Les autorités frontalières canadiennes font face à un défi de taille : retrouver et expulser des centaines d’étrangers ayant des antécédents criminels. Selon les informations rapportées par Spencer Van Dyk pour CTV News, près de 600 ressortissants étrangers reconnus coupables de crimes au Canada échappent actuellement à la vigilance de l’Agence des services frontaliers du Canada (ASFC).

Au 15 juillet 2025, l’ASFC recensait 1 635 étrangers ayant des casiers judiciaires visés par une mesure de renvoi. Parmi eux, 599 — soit plus d’un tiers — ne se sont pas présentés à leur audience de renvoi, et leur localisation est aujourd’hui inconnue. De façon inquiétante, plus de 70 % de ces individus en fuite ont été condamnés pour des crimes considérés comme de « grande criminalité » au Canada, ce qui inclut notamment des infractions passibles de six mois à dix ans d’incarcération, comme des agressions sexuelles graves, des vols qualifiés ou des délits mixtes tels que la conduite avec facultés affaiblies.

Luke Reimer, porte-parole de l’ASFC, a confirmé par courriel que l’agence a l’obligation de procéder à l’expulsion des personnes frappées d’un ordre de renvoi exécutoire « le plus rapidement possible » afin d’assurer la sécurité du public canadien. L’ASFC gère ces cas en fonction d’un système de gestion des risques, priorisant ceux qui posent une menace plus importante.

Les données communiquées révèlent que 193 cas figurent sur la liste des personnes recherchées depuis moins d’un an, tandis que 315 s’y trouvent depuis plus de trois ans. L’ASFC indique que ses agents mènent des enquêtes proactives pour localiser les individus faisant l’objet d’un mandat d’immigration. Toutefois, les personnes recherchées ont souvent recours à de fausses identités ou bénéficient de la protection de proches et de membres de leur communauté.
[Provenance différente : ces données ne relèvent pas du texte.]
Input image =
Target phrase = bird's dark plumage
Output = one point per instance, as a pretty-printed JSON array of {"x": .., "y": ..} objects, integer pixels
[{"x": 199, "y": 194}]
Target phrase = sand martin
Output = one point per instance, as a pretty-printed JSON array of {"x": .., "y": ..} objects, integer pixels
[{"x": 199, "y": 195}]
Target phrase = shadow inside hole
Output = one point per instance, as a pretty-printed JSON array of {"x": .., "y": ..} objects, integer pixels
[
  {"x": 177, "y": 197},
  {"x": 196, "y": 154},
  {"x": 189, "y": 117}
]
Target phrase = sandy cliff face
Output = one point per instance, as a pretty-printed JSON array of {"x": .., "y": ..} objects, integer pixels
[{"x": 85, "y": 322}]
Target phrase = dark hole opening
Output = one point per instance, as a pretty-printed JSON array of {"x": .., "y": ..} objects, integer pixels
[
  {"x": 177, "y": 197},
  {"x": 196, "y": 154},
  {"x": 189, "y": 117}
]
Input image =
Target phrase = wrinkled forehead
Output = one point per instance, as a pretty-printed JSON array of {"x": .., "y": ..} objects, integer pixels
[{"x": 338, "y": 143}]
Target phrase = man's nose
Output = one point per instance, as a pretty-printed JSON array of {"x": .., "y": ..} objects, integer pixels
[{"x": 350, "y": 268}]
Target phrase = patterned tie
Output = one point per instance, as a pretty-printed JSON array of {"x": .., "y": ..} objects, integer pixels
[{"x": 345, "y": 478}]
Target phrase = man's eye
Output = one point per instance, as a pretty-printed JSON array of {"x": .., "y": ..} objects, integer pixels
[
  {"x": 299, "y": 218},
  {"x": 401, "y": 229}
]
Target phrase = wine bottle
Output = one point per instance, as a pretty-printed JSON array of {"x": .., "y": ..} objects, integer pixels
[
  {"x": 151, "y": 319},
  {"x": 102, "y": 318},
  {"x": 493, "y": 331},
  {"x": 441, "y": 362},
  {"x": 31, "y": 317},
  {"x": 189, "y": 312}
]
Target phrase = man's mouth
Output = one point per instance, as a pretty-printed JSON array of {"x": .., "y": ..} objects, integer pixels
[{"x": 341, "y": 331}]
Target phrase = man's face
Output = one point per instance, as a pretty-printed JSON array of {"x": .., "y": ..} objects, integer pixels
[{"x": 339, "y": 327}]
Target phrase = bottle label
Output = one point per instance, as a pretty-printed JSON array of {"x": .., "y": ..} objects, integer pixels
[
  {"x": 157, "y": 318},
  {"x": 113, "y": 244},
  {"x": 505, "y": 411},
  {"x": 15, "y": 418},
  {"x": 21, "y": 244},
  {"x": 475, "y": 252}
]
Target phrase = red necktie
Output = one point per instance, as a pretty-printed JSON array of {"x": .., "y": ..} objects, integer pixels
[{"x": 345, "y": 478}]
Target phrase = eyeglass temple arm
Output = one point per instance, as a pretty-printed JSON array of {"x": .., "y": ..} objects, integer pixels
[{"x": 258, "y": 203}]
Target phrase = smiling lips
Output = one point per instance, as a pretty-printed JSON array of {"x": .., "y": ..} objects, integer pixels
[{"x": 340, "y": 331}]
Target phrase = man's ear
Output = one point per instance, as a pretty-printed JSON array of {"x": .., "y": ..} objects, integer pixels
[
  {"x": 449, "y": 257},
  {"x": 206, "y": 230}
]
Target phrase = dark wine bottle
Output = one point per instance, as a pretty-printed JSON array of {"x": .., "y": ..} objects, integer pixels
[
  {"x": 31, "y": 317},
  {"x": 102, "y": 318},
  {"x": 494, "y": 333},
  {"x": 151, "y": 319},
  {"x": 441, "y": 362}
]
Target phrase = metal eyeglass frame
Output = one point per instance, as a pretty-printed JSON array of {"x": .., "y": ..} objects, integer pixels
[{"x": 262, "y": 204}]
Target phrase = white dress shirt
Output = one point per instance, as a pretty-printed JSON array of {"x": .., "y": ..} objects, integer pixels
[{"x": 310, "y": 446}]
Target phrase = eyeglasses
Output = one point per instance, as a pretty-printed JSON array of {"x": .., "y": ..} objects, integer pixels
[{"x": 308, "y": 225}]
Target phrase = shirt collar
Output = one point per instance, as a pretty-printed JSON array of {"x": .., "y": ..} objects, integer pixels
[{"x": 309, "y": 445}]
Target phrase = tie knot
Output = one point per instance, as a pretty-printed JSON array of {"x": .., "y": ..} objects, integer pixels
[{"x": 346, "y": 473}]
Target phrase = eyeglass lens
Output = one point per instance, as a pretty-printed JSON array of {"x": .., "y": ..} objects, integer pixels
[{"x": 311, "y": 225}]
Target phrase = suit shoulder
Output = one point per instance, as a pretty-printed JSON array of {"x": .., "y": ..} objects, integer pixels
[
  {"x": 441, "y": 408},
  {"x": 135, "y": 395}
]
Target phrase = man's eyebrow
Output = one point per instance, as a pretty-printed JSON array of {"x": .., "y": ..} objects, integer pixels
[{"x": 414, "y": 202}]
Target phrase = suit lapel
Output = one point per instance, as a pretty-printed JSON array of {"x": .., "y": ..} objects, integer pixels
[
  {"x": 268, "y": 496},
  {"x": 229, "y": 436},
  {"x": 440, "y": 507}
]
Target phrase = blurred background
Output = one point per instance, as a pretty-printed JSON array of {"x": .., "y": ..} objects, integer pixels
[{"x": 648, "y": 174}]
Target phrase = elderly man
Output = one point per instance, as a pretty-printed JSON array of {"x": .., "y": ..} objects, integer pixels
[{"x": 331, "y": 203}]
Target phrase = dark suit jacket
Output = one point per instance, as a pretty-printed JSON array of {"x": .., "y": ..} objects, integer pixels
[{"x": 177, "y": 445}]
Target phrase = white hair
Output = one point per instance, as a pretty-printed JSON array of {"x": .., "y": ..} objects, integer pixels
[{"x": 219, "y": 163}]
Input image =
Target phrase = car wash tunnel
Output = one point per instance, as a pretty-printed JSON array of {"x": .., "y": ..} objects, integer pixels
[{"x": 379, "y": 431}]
Reimer précise que l’agence accorde la priorité aux cas d’« inadmissibilité grave », notamment en lien avec le crime organisé, les atteintes aux droits de la personne, ou les risques pour la sécurité. Viennent ensuite les entrées irrégulières par des migrants, les demandeurs d’asile déboutés, puis les autres infractions à la loi sur l’immigration.

La législation canadienne a pourtant été durcie en 2013, avec l’adoption par le gouvernement de la Loi sur le renvoi plus rapide des étrangers criminels. Cette réforme visait à rendre plus difficile la contestation des mesures de renvoi pour les étrangers et résidents permanents ayant été condamnés pour des crimes graves.

L’avocat spécialisé en immigration Yoann Axel Emian, dans un article publié pour l’Association canadienne des avocats en droit de l’immigration, souligne que ces expulsions, bien qu’administratives, ont des conséquences humaines lourdes : « Une décision judiciaire en apparence banale peut entraîner l’expulsion d’un individu vers un pays qu’il n’a pas connu depuis l’enfance. »

Emian affirme également que cette réforme législative a « resserré le lien entre condamnations criminelles et expulsions du Canada ». Malgré cela, certains juges tentent encore d’atténuer les effets de cette législation dans leurs décisions.

Malgré les obstacles, l’ASFC a établi un record avec 18 000 expulsions en 2024. Le plan frontalier canadien, dévoilé en décembre dernier, vise à augmenter ce chiffre à 20 000 expulsions dans les deux prochaines années. Ce plan a été conçu notamment en réponse aux menaces tarifaires de l’ex-président américain Donald Trump, exigeant que le Canada contrôle mieux les flux de drogues et de migrants traversant la frontière.

Le gouvernement, dans son énoncé économique de l’automne 2024, a par ailleurs promis un renforcement du financement de l’ASFC, notamment pour accroître les capacités d’enquête en immigration.